28 July 2014

One good turn deserves another

With the recent spell of hot weather  - hay making has been in full swing.
Good hay generally takes about a week to make - so we are very dependent on a settled spell.
For example, Martins' Meadows were cut on a Monday , then turned three times (Tuesday, Wednesday and Thursday) to dry and make the hay and then on Friday it was all hands on deck -  rowing up, baling and carting the hay to get it all safely stored in the barn at Foxburrow Farm. This process is of course delayed if there is any rain. We all spent the week with our fingers crossed that it stayed fine and looking anxiously up at any looming cloud.

This year, I was given a lesson in turning the hay and was very pleased to spend two afternoons driving the tractor up and down with the 'Hay Zip'  (Turner or Tedder) which fluffs up and dries the hay. The picture on the right shows a 'Turner's eye view'.

The 'Hay Zip' is also used for rowing up the hay in preparation for the baler. A clever alteration of the tines from turning to rowing position, leaves the hay in rows that the baler can then go up and down.
By using a hay sledge behind the baler, bales are delivered on to the field in groups of eight which can then be collected by the bale grab and loaded on to a trailer.

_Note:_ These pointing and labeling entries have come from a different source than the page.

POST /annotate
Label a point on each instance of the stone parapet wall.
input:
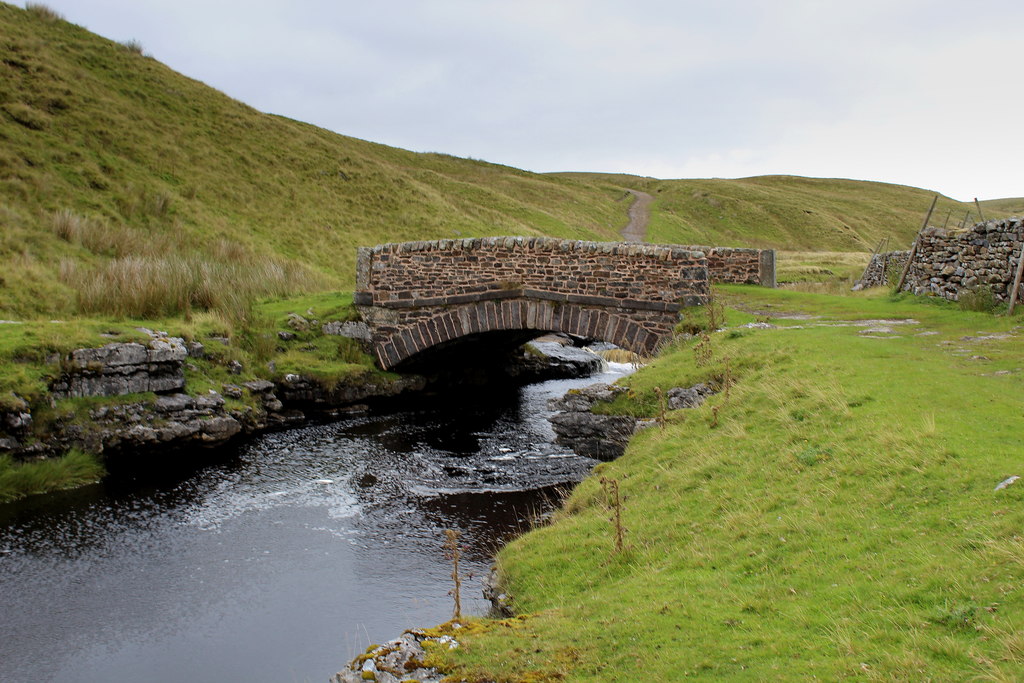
(740, 266)
(430, 270)
(984, 256)
(883, 269)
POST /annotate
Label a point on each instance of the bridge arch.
(418, 295)
(519, 314)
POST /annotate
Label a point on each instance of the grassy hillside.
(130, 163)
(129, 189)
(794, 213)
(833, 515)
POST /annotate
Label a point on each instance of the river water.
(286, 557)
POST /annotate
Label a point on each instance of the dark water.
(282, 561)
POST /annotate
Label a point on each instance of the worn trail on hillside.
(636, 230)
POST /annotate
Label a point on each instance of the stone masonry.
(420, 294)
(984, 256)
(740, 266)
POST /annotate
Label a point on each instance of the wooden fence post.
(913, 249)
(1017, 282)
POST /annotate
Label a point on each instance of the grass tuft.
(39, 10)
(20, 479)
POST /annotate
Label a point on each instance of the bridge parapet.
(428, 270)
(418, 295)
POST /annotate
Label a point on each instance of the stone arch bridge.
(418, 296)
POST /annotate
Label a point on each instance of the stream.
(285, 557)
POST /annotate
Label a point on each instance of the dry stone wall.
(984, 256)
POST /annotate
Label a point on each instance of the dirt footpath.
(639, 217)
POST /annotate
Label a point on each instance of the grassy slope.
(839, 520)
(793, 213)
(94, 127)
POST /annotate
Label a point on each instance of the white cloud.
(896, 90)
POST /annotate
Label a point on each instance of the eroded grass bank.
(835, 516)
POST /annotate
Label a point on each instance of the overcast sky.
(909, 91)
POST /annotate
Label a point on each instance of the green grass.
(835, 517)
(20, 479)
(793, 213)
(153, 165)
(128, 189)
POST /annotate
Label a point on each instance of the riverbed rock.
(352, 330)
(554, 359)
(396, 660)
(116, 370)
(598, 436)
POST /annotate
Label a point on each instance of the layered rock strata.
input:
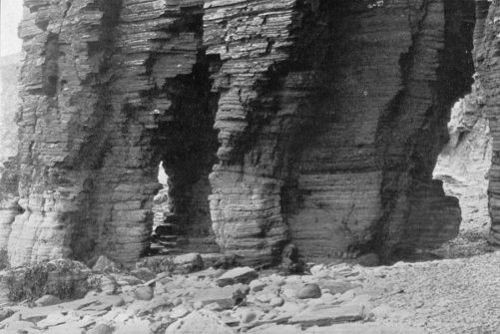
(315, 121)
(465, 161)
(330, 136)
(486, 41)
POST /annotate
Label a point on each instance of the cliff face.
(486, 52)
(464, 163)
(316, 122)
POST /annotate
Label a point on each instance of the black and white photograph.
(249, 166)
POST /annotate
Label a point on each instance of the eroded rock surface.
(316, 122)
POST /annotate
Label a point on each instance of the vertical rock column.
(250, 40)
(60, 91)
(95, 100)
(486, 52)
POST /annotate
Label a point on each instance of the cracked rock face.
(486, 39)
(312, 122)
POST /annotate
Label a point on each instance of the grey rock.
(309, 291)
(201, 321)
(325, 315)
(47, 300)
(144, 293)
(237, 275)
(101, 329)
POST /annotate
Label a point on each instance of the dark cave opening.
(186, 145)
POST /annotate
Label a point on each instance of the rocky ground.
(446, 296)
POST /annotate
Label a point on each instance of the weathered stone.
(266, 133)
(178, 312)
(325, 315)
(309, 291)
(365, 329)
(226, 297)
(108, 285)
(276, 329)
(101, 329)
(199, 322)
(47, 300)
(188, 263)
(237, 275)
(105, 265)
(61, 278)
(369, 260)
(135, 326)
(144, 293)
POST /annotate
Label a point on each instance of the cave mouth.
(186, 145)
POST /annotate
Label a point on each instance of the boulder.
(237, 275)
(325, 315)
(144, 293)
(368, 328)
(201, 321)
(47, 300)
(101, 329)
(105, 265)
(309, 291)
(187, 263)
(226, 297)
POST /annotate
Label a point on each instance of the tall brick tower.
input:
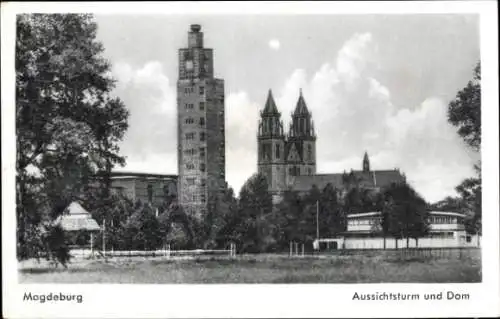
(271, 146)
(200, 127)
(301, 142)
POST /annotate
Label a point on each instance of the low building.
(155, 189)
(446, 230)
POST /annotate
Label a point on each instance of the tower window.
(150, 193)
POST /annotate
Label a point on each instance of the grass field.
(375, 267)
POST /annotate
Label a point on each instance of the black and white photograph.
(172, 149)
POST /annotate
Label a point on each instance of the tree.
(67, 124)
(142, 229)
(255, 205)
(464, 112)
(331, 218)
(404, 214)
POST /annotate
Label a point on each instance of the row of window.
(266, 151)
(295, 171)
(190, 106)
(192, 181)
(191, 166)
(443, 220)
(202, 197)
(190, 120)
(190, 90)
(191, 136)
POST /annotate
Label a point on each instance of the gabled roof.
(270, 107)
(76, 218)
(301, 107)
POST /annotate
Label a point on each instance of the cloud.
(242, 118)
(274, 44)
(150, 142)
(353, 112)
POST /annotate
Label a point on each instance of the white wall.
(427, 242)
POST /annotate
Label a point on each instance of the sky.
(375, 83)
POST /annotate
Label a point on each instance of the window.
(150, 193)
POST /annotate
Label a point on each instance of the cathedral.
(288, 161)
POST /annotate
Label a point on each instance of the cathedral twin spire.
(301, 125)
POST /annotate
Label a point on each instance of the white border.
(258, 300)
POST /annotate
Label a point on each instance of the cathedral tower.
(366, 163)
(200, 127)
(301, 142)
(271, 146)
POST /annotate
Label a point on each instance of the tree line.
(256, 224)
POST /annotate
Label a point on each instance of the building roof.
(123, 175)
(369, 214)
(304, 183)
(435, 213)
(270, 107)
(379, 178)
(75, 218)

The picture below shows rowing up and the hay baler and sledge in action.

Hay cutting machinery is notoriously sensitive and many things can go wrong along the way so it is really satisfying when things go to plan and we end up with a sweetly- scented hay stack in the barn.

I am extremely grateful to all those who help make the hay cuts on the meadows happen each year. Tasks range from everything from servicing the machinery, getting machinery to site, operating and  mending the machinery, making sure the barn is swept out and clean for receiving the hay, knowing how to build a hay stack and unloading the bales. Invariably, the weather is sunny and warm, making the whole process a hot and generally sweaty experience and a far cry from 'one man went to mow, went to mow a meadow' - it takes a few more than that!  - So a big thank you to you all.